Hatshepsut’s successor, Thutmose III, removed all evidence of her reign from temples and monuments, and she was effectively lost to history until 1822, when scholars were able to read the hieroglyphics on the walls of Temple of Deir el-Bahri.
In 1903, Howard Carter discovered Hatshepsut’s sarcophagus in the Valley of the Kings, but it was empty. In 2007, a team of archaeologists discovered her mummy, and it is now housed in the Egyptian Museum in Cairo.
Considered Egypt’s most powerful pharaoh, Ramesses II reigned for almost 60 years, from 1279 to 1213 B.C. He lived to be over 90 years old, and fathered over 100 children. Ramesses was buried in the Valley of the Kings, but his body was moved to a royal cache over the fear of looters.
Ramesses’ body was discovered in 1881, and was put on display at the Cairo museum. In 1974, Egyptologists noticed that his mummy’s condition was deteriorating, and they had it flown to Paris for treatment. Ramesses II was issued an Egyptian passport that listed his occupation as “King (deceased)”, and at Paris’s Le Bourget Airport, his mummy was received with the full military honors befitting a king.
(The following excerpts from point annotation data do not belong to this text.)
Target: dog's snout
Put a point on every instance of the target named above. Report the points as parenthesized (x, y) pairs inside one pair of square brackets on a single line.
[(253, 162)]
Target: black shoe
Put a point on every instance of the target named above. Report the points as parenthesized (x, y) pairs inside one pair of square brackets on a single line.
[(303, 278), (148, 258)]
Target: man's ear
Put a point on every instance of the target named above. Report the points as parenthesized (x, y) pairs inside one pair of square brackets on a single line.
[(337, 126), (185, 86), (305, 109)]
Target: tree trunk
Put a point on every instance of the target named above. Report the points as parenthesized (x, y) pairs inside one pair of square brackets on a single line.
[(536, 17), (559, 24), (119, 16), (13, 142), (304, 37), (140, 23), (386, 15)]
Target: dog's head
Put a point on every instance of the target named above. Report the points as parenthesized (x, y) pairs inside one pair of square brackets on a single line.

In the center of Moscow, in Red Square, lies the mausoleum of the architect of 1917’s Russian Revolution, Vladimir Lenin.
Lenin served as head of government of Soviet Russia from 1917 to 1922, and when he died in 1924, expert embalmers preserved his body and placed it on public display.
In October 1941, when it looked as if Moscow would be captured by German troops, Lenin’s body was evacuated to Tyumen, Siberia, and only returned after the war.
In 2016, the Russian government said it planned to spend 13 million rubles on the preservation of Lenin’s body.
In 1927, Dashi-Dorzho Itigilov was the twelfth Pandito Khambo Lama, the head of the Buddhist faith in Russia. When he knew his time was coming, Itigilov began the last meditation and he died mid-chant.
His followers placed his body in a wooden coffin, still seated in the lotus position.
Itigilov remained so for the next 75 years, when his body was reintroduced to the public. Despite nothing having been done to it, only the holy man’s eyes and nose showed signs of deterioration.
In 2004, a Russian forensic expert concluded that Itigilov’s tissue deterioration equaled that of someone who had died a mere 36 hours earlier.
In the U.S. state of Utah, is a company that has been mummifying pets for over 30 years, and now, they want to mummify people as well.
Started by Claude “Corky” Nowell, who also went by the name Summum Bonum Amon Ra, Summum is now taking applications from people wanting to undergo the ancient ritual of mummification.
Among other techniques, Summum promises to cover your body in a fiberglass finish, and encase you in a steel or bronze casket.
When Nowell himself died in 2008, his body underwent his mummification ritual and was placed in a golden casket, which is on display to visitors in Summum’s joint pyramid-winery headquarters in Salt Lake City.